A collaborative response to out-of-hospital needs
In the face of the extra pressures on health and social care during the response to COVID-19, NHS and other care providers throughout South Warwickshire came together to deliver a highly effective hospital discharge and out-of-hospital health and social care service.
Much of the new service integration is made easier because South Warwickshire NHS Foundation Trust (SWFT) already provides both acute hospital and community services, but the new ways of working have required a real commitment from all local providers and commissioners.
Hospitals, primary, community and social care, nursing and residential homes, and the voluntary and third sector have created extra community capacity, retrained staff to take on additional roles and increased support for people in their homes.
Implementing national guidance ‘at pace’
Tracey Sheridan, Associate Director of Operations Out for Hospital Services, South PLACE, Out of Hospital Care Collaborative, SWFT, has a foot in both acute and community ‘camps’. She said, “My role includes managing the complex discharge service and responsibility for transfers of care. Working regularly with partners across the system to improve transfers of care has meant we were able to implement the national discharge guidance at pace.”
Tracey believes that the pandemic response has given local organisations permission to remove the challenges to working more closely with each other. She added, “We were already chomping at the bit for greater integration and we’re now going full throttle. The COVID-19 response has allowed us to do the things we wanted to do anyway.”
Introducing new ways of working
Teams have been re-prioritising work according to the national guidelines and supporting each other to allow a greater focus on COVID-19 where needed.
The NHS Continuing Healthcare (CHC) team has been freed up to work more closely with care homes, picking up some of the work of the complex discharge team. This in turn has allowed the discharge team to focus on new ways of working including the development of a new pathway for medically-fit patients to be discharged from hospital quickly. These patients are now able to go home with follow-up visits in place to stop anyone falling through the cracks. Approximately 90-95 per cent of patients are now discharged to their usual place of residence each day, with 5-10 per cent receiving support from either health or social care.
There has been an increased focus on self-care, with patients and carers trained in areas such as self-injections. This has freed up capacity for teams to focus on the more seriously unwell patients. There has also been a noticeable increase in end-of-life care; in some teams this has increased by 30 per cent.
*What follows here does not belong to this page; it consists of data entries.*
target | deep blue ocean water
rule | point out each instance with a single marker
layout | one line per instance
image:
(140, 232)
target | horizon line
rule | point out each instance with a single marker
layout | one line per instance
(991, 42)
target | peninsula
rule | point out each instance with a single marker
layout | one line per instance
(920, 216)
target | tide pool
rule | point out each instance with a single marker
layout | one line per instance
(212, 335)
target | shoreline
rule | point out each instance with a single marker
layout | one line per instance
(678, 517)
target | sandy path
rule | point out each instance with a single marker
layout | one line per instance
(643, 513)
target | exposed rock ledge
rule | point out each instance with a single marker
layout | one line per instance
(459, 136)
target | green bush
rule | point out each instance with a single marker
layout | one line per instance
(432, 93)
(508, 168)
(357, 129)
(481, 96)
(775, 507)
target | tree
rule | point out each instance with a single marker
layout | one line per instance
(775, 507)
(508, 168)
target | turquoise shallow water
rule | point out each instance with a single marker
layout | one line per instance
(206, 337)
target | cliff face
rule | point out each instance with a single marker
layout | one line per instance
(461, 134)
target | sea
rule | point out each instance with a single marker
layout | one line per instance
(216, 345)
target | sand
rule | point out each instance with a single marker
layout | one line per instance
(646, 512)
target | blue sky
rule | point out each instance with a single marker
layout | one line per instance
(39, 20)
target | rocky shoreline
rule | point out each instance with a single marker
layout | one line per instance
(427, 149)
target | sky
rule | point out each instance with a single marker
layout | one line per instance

The capacity gains from focusing on self-care are helping to accommodate this new demand.
Podiatry services have also stood down non-essential services, allowing the team to take on some of the leg care treatments of community teams and freeing up specialist community nurses for the more complex cases.
Rachel Briden, Integrated Partnerships Manager, Targeted Support and Integration, Warwickshire County Council, explained: “The hospital social care team has changed its way of working to support discharges on the same day for patients needing a package of care, by strengthening its work with colleagues in the local authority reablement service.
“The reablement service is not only continuing to provide therapy programmes, it is providing the initial one to three days’ support for customers who will then transfer on to a domiciliary care provider. The hospital social care team has also worked closely with residential care providers to enable patients to move smoothly into a care home to meet their needs. Domiciliary carers can now request a clinical assessment directly from the community service, reducing the pressures on GP practices.
“We are really starting to see how all the new ways of working have improved the flow within the hospitals and the outcomes for patients; data we have from late March to mid-July shows how the new process has led to a decrease in the number of stranded patients, which should be sustainable going forwards.
“We have worked together to re-skill and re-educate our teams to create capacity in the areas where it is most needed,” added Tracey Sheridan. “The flexing of teams across the system is proving to be a real strength”.
Supporting care at home
Telehealth was already being trialled for care homes before the arrival of the coronavirus and while the full project has been put on hold by the homes involved in the pilot while the partners deliver the urgent COVID-19 response, the ability to provide remote support from health specialists and online training to care home teams to support safe discharges has been invaluable.
Rachel added: “The health, social care and third sector services such as Age UK have really come together, linking with our shielding hubs to make sure anyone in the vulnerable cohort discharged home gets the support they need. As part of our COVID-19 response, patients discharged home under Pathway 0 (no support) or 1 (with support) are offered a follow-up welfare call from Age UK to connect them into local support.”
Ensuring a consistent response
Warwickshire is served by three acute hospitals across five district/borough council areas and one county council, and teams have worked together to deliver consistency and best practice throughout.
Rachel said: “We worked on ensuring our local links and patient pathways meet the requirements of the national guidance and are clear to everyone across the system.
“Looking forward, we’re now focusing on our recovery and starting to pull together a longer-term improvement plan, understanding and building on the benefits of the changes we’ve made”.